# Pizza Crust Beer Batter Fish is great.



## willcfish (Jun 11, 2012)

We forgot our flour on a fishing trip and my son suggested we use the pizza mix. Now it's my favorite.
https://www.youtube.com/watch?v=3Cwq9eqFd5k


----------



## jspooney (Oct 2, 2007)

Thanks. I'm going to try this.


----------



## jim t (Sep 30, 2007)

Me too...

I have also learned that once battered and dredged in a dry flour or corn meal it helps to put the fish in the fridge for a half hour or so.
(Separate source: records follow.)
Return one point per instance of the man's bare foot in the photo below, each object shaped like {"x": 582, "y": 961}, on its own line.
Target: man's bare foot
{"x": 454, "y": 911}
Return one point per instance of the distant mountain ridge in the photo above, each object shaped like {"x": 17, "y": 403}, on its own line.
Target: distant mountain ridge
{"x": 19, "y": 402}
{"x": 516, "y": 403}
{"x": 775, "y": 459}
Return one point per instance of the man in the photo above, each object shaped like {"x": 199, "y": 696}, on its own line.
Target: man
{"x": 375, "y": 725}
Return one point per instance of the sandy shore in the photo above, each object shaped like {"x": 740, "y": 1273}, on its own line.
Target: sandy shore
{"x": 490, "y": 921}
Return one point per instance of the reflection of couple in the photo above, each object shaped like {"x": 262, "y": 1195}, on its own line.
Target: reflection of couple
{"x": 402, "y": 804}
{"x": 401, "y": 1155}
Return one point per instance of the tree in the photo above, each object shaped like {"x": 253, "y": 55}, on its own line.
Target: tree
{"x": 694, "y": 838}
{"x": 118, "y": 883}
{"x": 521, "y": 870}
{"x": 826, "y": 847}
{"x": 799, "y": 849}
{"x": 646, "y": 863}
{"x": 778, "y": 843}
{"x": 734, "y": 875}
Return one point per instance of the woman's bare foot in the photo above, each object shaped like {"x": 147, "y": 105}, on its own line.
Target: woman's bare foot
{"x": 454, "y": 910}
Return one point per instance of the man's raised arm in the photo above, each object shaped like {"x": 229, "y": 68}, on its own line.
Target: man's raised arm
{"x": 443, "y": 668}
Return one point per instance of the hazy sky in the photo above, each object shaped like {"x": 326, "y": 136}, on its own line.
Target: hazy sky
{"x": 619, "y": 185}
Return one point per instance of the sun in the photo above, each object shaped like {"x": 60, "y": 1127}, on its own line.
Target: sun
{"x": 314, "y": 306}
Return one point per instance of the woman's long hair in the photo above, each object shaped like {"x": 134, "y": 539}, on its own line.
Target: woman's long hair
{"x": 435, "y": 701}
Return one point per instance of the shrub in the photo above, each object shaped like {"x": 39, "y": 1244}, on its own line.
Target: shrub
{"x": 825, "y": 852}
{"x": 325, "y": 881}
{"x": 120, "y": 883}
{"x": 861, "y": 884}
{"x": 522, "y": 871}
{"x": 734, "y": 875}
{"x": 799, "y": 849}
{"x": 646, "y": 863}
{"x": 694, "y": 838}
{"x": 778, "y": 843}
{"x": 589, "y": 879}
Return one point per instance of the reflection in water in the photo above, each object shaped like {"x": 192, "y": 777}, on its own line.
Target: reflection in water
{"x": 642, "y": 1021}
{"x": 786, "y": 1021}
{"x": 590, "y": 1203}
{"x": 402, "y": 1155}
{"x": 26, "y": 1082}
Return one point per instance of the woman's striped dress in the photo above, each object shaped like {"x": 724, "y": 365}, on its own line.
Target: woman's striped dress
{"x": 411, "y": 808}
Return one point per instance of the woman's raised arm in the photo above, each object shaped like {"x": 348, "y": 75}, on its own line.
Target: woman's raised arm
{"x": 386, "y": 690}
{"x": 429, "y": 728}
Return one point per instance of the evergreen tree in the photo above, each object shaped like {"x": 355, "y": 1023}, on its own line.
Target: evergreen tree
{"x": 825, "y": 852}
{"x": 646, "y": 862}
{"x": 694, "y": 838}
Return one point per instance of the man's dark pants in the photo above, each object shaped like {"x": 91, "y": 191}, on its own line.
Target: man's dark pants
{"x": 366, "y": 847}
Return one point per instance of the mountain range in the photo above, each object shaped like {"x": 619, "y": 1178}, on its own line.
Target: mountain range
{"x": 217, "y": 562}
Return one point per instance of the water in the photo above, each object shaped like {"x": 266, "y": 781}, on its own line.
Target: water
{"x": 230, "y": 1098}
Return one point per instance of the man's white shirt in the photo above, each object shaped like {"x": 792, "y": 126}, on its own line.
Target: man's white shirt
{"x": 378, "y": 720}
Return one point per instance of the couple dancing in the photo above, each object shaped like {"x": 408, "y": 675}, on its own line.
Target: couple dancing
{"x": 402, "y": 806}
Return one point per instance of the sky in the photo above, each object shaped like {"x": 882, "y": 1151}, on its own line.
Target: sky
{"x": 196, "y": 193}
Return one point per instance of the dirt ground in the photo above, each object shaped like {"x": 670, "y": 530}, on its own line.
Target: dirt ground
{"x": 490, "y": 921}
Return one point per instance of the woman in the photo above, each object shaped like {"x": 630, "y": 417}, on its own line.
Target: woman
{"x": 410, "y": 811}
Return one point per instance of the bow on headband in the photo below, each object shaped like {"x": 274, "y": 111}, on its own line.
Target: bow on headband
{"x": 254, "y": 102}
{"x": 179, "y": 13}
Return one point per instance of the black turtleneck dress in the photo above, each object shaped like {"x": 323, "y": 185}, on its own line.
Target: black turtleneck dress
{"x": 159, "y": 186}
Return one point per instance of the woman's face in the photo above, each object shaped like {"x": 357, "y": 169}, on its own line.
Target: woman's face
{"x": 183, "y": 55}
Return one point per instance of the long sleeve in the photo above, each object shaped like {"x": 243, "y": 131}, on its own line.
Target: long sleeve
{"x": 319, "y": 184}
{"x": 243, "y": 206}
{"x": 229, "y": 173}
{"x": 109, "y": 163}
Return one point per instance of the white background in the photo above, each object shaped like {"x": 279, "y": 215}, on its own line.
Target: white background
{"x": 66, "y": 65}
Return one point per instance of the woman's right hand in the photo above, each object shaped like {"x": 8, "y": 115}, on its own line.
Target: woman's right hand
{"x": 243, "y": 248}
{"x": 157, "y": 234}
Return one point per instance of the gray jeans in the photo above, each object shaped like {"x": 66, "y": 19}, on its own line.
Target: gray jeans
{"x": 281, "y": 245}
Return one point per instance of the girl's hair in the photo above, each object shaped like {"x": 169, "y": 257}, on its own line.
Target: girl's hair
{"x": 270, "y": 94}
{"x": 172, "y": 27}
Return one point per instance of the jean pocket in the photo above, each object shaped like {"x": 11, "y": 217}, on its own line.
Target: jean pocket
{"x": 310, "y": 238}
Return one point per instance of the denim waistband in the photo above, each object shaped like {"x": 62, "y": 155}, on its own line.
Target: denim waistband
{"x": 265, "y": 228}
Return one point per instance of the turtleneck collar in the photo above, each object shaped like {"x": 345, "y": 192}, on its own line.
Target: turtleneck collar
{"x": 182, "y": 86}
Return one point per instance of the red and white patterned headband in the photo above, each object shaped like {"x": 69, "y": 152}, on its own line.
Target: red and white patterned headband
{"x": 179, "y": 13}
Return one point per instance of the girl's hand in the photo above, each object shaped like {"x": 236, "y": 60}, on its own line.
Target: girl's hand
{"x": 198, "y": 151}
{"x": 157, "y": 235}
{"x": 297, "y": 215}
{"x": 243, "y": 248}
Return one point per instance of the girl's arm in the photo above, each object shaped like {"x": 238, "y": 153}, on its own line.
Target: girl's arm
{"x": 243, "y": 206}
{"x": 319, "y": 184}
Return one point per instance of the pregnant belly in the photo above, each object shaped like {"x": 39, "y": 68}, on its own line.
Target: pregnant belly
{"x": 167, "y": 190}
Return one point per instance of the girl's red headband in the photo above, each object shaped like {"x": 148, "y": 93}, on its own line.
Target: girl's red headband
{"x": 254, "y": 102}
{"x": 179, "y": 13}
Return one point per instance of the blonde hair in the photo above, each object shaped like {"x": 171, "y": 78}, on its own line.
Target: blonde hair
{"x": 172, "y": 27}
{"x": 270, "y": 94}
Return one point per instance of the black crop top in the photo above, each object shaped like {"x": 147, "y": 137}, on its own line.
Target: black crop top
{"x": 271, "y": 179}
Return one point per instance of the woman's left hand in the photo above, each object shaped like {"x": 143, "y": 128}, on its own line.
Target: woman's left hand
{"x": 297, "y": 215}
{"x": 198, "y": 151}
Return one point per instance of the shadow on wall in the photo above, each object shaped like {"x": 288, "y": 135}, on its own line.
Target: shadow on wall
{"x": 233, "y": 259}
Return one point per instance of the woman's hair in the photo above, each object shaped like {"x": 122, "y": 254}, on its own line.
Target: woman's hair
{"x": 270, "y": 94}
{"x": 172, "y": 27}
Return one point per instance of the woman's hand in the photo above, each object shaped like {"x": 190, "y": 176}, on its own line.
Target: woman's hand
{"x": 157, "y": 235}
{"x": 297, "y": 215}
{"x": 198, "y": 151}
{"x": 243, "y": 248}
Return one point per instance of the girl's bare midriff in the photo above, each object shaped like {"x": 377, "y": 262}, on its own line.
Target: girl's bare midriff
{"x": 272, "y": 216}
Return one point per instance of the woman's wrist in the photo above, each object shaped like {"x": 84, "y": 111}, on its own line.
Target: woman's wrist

It helps to set the batter on the fish so it won't fall off while frying.

Jim


----------



## willcfish (Jun 11, 2012)

You're both welcome. I hadn't heard of putting the battered fish in the frig. Have to give that a try.


----------



## lettheairout (Mar 11, 2008)

Putting it in the fridge works great for anything you are going to fry that is battered. We do it with fish,squash, and chicken. Take chicken tenders soak in butter milk, then dredge in crushed corn flakes with rosemary. Throw in skillet in hot oil just long enough to stick breading. Then throw in oven to finish cooking, it is like magic. We use corn flakes almost every time now instead of flour

Sent from someplace unknown on Forum Runner


----------



## jspooney (Oct 2, 2007)

What temp oven? How long?


----------



## Macgyver46 (Nov 17, 2013)

Very nice


----------



## willcfish (Jun 11, 2012)

He didn't reply on time and temp. We do a 3/4# fish at 350 and 5-6 minutes each side. Check it and put back on for another 5 but keep checking. When it flakes it's done. :thumbup:


----------